In his 2009 documentary, filmmaker Rupert Murray traverses the world exposing
the devastating effects that overfishing with modern technology is having on fish
stocks and the real solutions to solve the crisis. Combining alarming scientific
testimony with under- and above-water footage, Murray creates a hard-to-ignore
sketch of the state of the globe's oceanic ecosystems. This film is based on
British environmental journalist Charles Clover's book, which uses scientific
evidence to predict that if we continue fishing at the current rate, the planet
will completely run out of fish by 2048. There will be a post-film discussion with
Dartmouth faculty members Anne Kapuscinski, Celia Chen and others. The
screening presented with the support of the Office of the Dean of the Faculty

For the Love of Movies, with Director/Film Critic Gerald Peary in Person
Friday, February 12, 7:30 pm
$8, Dartmouth IDs $5, children 12 & under $5

Directed by long-time Boston Phoenix film critic Gerald Peary, the 2009 film For
the Love of Movies is the first feature documentary to tell the rich, colorful, and
undeniably controversial story of Peary's tribe, the American film critic. Though
maligned and often misunderstood by both the industry and the public, talented
and passionate critics have reviewed, analyzed, and scrutinized the cinema for
virtually its whole history, a hundred years of informed commentary about the
art of the film. With Peary's insider expertise, this documentary unveils the
amusing, fractious, amazingly articulate subculture of those who spend much of
their working lives in movie theatres, scribbling review notes in the dark. A
discussion with director Peary follows the film.

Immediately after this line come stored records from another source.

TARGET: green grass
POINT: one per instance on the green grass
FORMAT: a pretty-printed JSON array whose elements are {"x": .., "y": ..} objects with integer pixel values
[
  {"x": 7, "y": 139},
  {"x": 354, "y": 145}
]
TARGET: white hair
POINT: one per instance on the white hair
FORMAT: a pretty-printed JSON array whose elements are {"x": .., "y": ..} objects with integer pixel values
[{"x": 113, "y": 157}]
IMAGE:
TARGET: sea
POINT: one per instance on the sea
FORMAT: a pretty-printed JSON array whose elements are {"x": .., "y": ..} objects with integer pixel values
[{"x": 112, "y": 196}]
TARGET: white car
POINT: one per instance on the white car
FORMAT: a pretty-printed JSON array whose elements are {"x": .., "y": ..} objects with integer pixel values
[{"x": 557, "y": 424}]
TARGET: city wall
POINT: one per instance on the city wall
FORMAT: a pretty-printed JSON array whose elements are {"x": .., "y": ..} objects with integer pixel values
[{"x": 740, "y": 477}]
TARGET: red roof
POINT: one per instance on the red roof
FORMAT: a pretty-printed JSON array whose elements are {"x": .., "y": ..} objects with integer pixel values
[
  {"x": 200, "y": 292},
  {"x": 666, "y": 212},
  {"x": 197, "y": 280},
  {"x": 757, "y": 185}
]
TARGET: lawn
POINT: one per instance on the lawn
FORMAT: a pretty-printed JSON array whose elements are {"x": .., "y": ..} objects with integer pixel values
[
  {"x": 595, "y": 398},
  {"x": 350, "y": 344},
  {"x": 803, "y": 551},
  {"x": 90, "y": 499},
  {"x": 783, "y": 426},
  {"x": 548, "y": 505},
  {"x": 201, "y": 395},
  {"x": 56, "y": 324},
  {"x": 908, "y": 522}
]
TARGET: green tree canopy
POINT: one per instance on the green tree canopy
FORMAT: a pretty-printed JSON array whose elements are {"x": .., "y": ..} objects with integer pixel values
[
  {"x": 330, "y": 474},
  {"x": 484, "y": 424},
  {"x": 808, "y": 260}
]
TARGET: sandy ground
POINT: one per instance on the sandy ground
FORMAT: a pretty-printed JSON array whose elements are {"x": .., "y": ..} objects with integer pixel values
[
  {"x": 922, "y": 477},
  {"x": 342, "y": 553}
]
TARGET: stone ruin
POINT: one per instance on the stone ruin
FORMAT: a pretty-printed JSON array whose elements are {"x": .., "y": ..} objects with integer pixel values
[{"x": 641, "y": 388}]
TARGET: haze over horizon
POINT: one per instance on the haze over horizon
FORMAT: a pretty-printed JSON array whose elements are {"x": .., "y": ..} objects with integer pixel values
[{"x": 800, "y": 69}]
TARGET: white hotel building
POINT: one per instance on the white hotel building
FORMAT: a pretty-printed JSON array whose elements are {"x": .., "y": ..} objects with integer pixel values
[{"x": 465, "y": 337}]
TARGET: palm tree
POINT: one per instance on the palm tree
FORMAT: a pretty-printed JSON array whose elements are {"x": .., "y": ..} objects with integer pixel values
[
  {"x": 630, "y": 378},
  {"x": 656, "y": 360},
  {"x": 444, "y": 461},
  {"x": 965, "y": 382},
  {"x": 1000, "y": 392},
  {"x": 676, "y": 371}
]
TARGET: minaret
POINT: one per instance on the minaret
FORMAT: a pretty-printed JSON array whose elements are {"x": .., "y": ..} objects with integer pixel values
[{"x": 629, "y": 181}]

                                      *   *   *

The Hopkins Center for the Arts, a multi-disciplinary academic, visual and
performing arts center since 1962, presents over 300 events each year. With
Outreach and Arts Education programs serving more than 22,000 Upper Valley
residents and students annually, its mission is "to ignite and sustain a passion for
the arts within Dartmouth and its greater community and to provide the core
educational environment for the study, creation and presentation of the arts."